Executivo quer alterar a lei do duplo financiamento, permitindo que projetos atrasados do PRR passem para o PT2030.
Manuel Castro Almeida
Manuel Castro Almeida, ministro da Economia e Coesão Territorial Getty images

O Governo prepara-se para mudar as regras nacionais de acesso aos fundos europeus para tentar evitar que dezenas de obras financiadas pelo Plano de Recuperação e Resiliência (PRR) fiquem a meio e obriguem à devolução de dinheiro. A ideia é permitir que projetos atrasados possam transitar para o Portugal 2030 (PT2030) – ou para outros programas comunitários – sem violar a proibição de duplo financiamento, mas também sem deixar autarquias, IPSS e outras entidades sozinhas com a fatura.

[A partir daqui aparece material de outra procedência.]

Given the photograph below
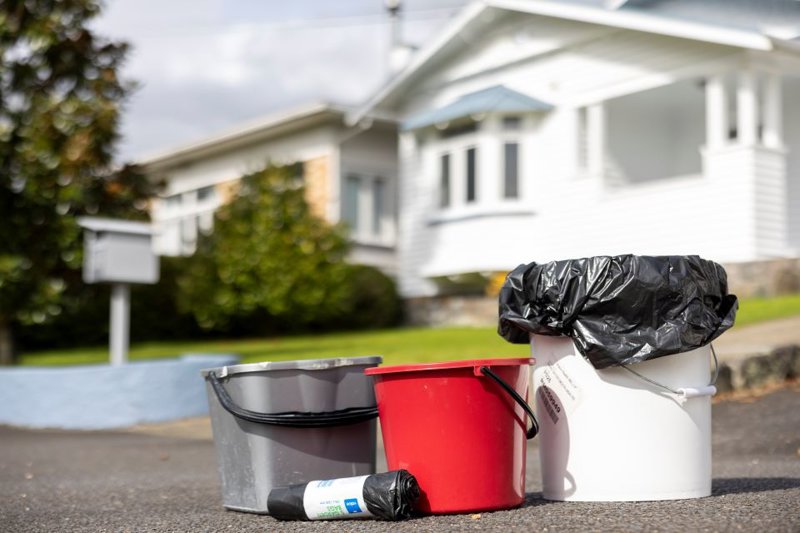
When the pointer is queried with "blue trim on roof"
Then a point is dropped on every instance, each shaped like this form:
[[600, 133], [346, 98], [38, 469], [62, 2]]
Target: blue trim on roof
[[493, 99]]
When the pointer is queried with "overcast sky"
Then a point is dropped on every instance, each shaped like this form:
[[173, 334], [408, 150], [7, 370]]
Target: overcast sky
[[206, 65]]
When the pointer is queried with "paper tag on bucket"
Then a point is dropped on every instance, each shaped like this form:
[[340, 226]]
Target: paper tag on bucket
[[335, 498], [558, 393]]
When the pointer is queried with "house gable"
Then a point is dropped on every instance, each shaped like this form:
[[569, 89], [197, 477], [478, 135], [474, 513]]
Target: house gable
[[483, 19]]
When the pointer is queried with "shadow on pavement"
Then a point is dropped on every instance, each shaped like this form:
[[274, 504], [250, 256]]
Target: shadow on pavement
[[739, 485]]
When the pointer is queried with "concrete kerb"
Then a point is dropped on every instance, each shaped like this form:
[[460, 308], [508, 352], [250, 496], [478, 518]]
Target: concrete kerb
[[780, 364], [760, 354]]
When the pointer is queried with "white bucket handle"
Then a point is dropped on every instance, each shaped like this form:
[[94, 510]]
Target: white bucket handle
[[685, 392]]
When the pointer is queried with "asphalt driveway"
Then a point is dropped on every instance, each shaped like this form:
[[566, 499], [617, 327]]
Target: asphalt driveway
[[166, 481]]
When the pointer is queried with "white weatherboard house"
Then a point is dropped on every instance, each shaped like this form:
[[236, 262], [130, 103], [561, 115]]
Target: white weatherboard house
[[349, 173], [543, 130]]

O ministro da Economia e Coesão Territorial, Manuel Castro Almeida, anunciou no Parlamento que o próximo Conselho de Ministros vai aprovar um diploma para alterar a legislação sobre duplo financiamento. Segundo o Público, o objetivo é que certas obras apoiadas pelo PRR possam candidatar‑se a fundos do PT2030 antes do fecho formal das contas, evitando que os promotores sejam automaticamente considerados “em dívida” e impedidos de apresentar novas candidaturas.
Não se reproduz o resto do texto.